MQTT-SN の特別な機能は、最初にゲートウェイに接続することなく、QoS レベル -1 (負のレベル) を使用して定義済みのトピックに発行できることです。 エラーが発生した場合、アプリケーションにはフィードバックがないため、テストの確認には、最初に「sn-client」を実行し、「sn-client_qos-1」からの発行を監視する必要があります。 /examples/sn-client/sn-client_qos-1
で提供されるサンプルプログラムがありますが、利用にはゲートウェイの構成をいくつか変更する必要があります。

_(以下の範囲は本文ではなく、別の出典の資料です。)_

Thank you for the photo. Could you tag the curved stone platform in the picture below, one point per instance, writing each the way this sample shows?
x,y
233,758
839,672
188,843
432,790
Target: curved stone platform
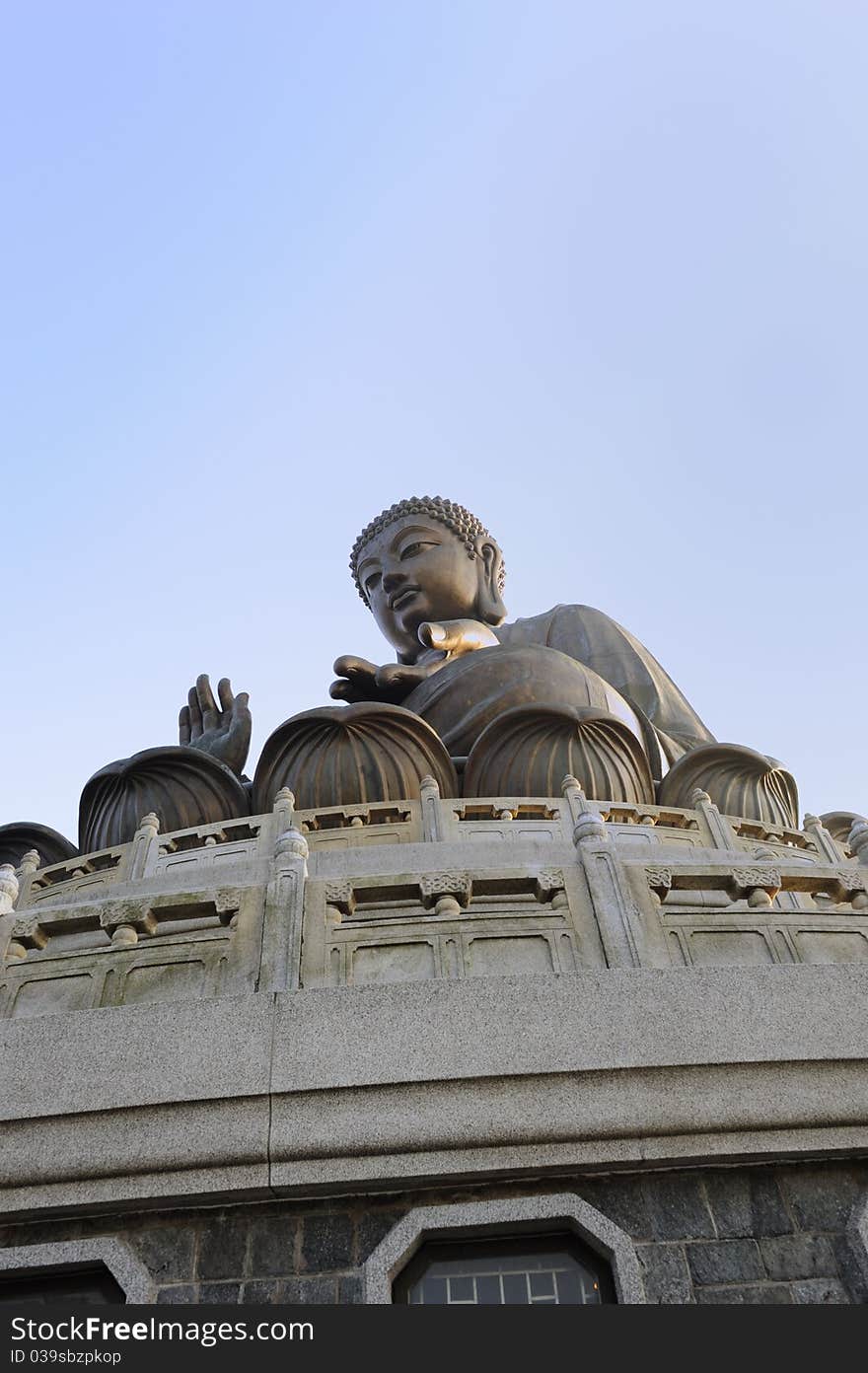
x,y
437,993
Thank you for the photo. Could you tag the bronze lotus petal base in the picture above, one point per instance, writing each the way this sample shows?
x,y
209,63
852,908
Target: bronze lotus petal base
x,y
182,785
21,836
739,781
471,692
529,750
352,754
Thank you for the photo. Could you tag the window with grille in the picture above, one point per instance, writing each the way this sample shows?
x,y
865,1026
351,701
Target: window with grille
x,y
91,1284
521,1270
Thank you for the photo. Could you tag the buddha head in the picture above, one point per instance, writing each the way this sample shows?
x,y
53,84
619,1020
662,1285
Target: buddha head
x,y
427,559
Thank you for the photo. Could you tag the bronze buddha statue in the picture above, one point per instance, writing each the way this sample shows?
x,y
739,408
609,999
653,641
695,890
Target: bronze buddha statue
x,y
485,706
511,706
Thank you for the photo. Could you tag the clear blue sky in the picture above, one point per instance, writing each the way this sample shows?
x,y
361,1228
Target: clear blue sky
x,y
597,270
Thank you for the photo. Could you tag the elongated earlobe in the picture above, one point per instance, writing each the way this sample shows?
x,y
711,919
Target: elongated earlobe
x,y
490,609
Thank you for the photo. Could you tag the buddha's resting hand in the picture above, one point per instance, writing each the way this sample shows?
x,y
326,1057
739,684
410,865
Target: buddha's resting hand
x,y
223,732
360,680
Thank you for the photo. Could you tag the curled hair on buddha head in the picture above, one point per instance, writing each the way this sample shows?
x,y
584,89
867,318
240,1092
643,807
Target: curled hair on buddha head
x,y
456,519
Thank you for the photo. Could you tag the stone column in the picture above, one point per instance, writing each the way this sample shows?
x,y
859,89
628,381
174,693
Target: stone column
x,y
431,813
825,841
144,848
858,841
284,911
723,833
9,894
616,913
29,864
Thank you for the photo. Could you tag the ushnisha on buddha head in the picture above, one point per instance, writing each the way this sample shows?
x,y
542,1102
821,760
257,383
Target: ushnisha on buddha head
x,y
427,560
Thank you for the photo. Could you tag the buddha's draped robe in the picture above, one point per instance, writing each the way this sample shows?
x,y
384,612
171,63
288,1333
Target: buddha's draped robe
x,y
595,640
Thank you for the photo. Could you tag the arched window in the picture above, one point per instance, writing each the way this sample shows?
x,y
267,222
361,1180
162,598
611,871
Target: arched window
x,y
548,1250
506,1270
94,1285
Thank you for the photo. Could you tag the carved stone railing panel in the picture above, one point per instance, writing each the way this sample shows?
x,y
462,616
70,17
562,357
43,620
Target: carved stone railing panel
x,y
437,925
130,950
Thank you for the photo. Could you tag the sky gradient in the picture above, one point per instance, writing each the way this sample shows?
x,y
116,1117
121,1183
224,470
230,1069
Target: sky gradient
x,y
598,272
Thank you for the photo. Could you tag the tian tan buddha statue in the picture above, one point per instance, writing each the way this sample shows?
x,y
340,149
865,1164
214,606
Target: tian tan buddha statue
x,y
485,706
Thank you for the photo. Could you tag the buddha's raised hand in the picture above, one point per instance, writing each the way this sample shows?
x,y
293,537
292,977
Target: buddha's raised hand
x,y
444,640
220,731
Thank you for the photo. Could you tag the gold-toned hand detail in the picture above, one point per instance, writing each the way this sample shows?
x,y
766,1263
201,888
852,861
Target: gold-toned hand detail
x,y
220,731
443,641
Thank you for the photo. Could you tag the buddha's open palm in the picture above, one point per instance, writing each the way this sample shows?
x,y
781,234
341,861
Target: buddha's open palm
x,y
360,680
220,731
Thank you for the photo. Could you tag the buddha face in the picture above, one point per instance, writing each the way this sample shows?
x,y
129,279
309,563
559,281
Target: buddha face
x,y
417,570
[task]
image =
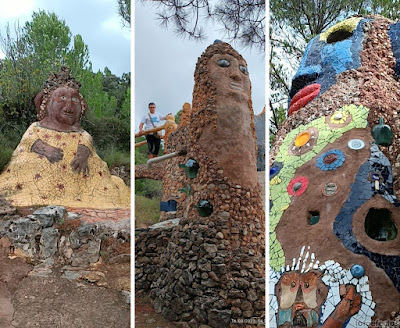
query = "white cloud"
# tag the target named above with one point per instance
(114, 25)
(15, 8)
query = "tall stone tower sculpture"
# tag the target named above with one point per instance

- QoS-1 機能と定義済みのトピックを有効にし、
gateway.conf
でゲートウェイ名を変更します:
QoS-1=YES
PredefinedTopic=YES
PredefinedTopicList=./predefinedTopic.conf
.
.
.
#GatewayName=PahoGateway-01
GatewayName=WolfGateway
- すべてのエントリをコメントアウトし、
predefinedTopic.conf
に新しいトピックを追加します:
WolfGatewayQoS-1,wolfMQTT/example/testTopic, 1
マルチスレッド サンプルプログラム
このサンプルプログラムでは、クライアントライブラリのマルチスレッド機能を実行します。 クライアントは 2 つのタスクを実装します。1 つはブローカーにパブリッシュするタスクです。 もう 1 つはブローカーからのメッセージを待ちます。 パブリッシュ スレッドは「NUM_PUB_TASKS」回 (デフォルトでは 10 回) 作成され、一意のメッセージをブローカーに送信します。 この機能は、--enable-mt
構成オプションを使用して有効にします。 サンプルは /examples/multithread/
にあります。
サンプルプログラムのオプション
コマンド ラインの例は、オプションのパラメーターを使用して実行できます。 使用可能なパラメーターのリストを表示するには、-?
を追加します。
./examples/mqttclient/mqttclient -?
mqttclient:
-? ヘルプ, この使用法ページをプリント
-h <host> 接続先ホスト, デフォルトでは: test.mosquitto.org
-p <num> 接続先ポート番号, デフォルトでは: Normal 1883, TLS 8883
-t TLSを有効にする
-A <file> CA 証明書をロード(相手の認証に必要)
-K <key> 秘密鍵(TLS の相互認証に必要)
-c <cert> 自分の証明書(TLS の相互認証に必要)
-S <str> ホスト名インジケーションを使用、空白のデフォルトはhost
-q <num> Qos Level 0-2, default: 0
-s クリーンセッションコネクトフラグをDisableにする
-k <num> Keep alive seconds, default: 60
-i <id> Client Id, default: WolfMQTTClient
-l Enable LWT (Last Will and Testament)
-u <str> Username
-w <str> Password
-m <str> Message, default: test
-n <str> Topic name, default: wolfMQTT/example/testTopic
-r メッセージのパブリッシュ時に保持フラグをセット
-C <num> Command Timeout, default: 30000ms
-P <num> 受け付ける最大パケットサイズ, default: 1048576
-T テストモード
-f <file> パブリッシュにファイルの内容を使う
使用できるオプションはライブラリのコンフィグレーションによって変わります。